Stinging from the criticism of those across the country who had assumptions of him based on King’s letter, he also criticized those who are “for the Negro” but were “whipping up hate against white people and those of us who are trying to do something.”

He said law enforcement officials had warned him not to go to the funeral the day before, but he and his colleagues went anyway. “We didn’t want to make heroes of ourselves. Four children had been brutally killed. All we wanted to do was go there and express our grief and our sorrow, to show these Negro families that we felt the depth of their sorrow; that we shared it. All we wanted to do was to say to the Negro community that you are not alone. There are white people who care.”
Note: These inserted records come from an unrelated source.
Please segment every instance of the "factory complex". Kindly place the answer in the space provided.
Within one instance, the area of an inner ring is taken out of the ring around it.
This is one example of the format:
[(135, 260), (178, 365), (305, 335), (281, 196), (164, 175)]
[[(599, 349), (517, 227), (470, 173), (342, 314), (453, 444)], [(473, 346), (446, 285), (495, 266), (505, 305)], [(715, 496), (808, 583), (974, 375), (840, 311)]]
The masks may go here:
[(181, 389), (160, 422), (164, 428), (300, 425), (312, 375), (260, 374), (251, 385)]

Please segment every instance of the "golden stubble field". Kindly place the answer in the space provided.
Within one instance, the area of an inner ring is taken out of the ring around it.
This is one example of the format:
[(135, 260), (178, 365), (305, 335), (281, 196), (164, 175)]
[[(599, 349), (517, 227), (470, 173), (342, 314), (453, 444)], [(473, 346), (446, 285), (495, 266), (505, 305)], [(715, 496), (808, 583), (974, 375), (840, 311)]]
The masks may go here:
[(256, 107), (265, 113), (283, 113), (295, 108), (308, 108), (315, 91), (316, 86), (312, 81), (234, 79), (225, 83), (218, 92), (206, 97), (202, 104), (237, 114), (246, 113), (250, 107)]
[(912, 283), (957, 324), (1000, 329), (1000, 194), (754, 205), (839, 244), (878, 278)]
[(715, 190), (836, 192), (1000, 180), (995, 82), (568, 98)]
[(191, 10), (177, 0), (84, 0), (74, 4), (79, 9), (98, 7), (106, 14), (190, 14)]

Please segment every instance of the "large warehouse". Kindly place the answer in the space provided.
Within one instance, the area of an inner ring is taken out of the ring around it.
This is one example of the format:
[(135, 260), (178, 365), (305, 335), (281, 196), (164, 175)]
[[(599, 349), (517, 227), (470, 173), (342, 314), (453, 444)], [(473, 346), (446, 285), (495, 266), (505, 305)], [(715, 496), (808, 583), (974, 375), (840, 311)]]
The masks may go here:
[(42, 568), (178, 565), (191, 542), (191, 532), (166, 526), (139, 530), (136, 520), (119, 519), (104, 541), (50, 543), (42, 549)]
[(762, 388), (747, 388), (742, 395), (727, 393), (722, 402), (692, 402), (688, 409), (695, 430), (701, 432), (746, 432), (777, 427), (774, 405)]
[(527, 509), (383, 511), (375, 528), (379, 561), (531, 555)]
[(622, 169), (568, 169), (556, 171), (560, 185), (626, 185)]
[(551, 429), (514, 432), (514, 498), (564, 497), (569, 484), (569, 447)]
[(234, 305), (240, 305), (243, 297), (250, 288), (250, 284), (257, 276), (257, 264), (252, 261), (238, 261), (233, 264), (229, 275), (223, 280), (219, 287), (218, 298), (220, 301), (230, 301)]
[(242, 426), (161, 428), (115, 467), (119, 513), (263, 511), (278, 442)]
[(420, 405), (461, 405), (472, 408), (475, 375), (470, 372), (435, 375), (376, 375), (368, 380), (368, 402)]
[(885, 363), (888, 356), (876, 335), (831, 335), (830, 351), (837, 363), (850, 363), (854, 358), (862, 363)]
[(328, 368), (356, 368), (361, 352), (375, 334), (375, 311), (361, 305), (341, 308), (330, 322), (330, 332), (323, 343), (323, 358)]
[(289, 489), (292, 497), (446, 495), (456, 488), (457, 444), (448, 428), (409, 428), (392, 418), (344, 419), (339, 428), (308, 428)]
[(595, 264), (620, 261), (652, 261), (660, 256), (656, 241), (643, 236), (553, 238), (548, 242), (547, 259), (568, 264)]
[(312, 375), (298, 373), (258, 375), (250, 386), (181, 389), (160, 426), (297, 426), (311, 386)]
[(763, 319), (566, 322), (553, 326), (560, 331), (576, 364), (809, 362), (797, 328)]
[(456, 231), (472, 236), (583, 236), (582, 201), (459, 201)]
In the interracial ministers’ meeting before the funeral, Grafman implored “let it be the white community of Birmingham that makes the atonement” by rebuilding the church, instead of launching a national appeal. He challenged his congregants to all participate in the fundraising. “We want the white people to rebuild this church.”

When it came time for the Mourner’s Kaddish, Grafman invoked the memory of the four girls and two young men who were killed later the same day, and the need for the city to repent for allowing such hatred to fester unchecked.

In a slow, measured tone, he said “Let us bow our heads in silence. In memory of Denise McNair, Carole Robertson, Addie Mae Collins, Cynthia Wesley, James Robinson, Virgil Ware. Wantonly killed, insanely slain, brutally murdered, whose deaths we mourn, whose families we would comfort and the shame of whose murders we would and we must have our city atone.”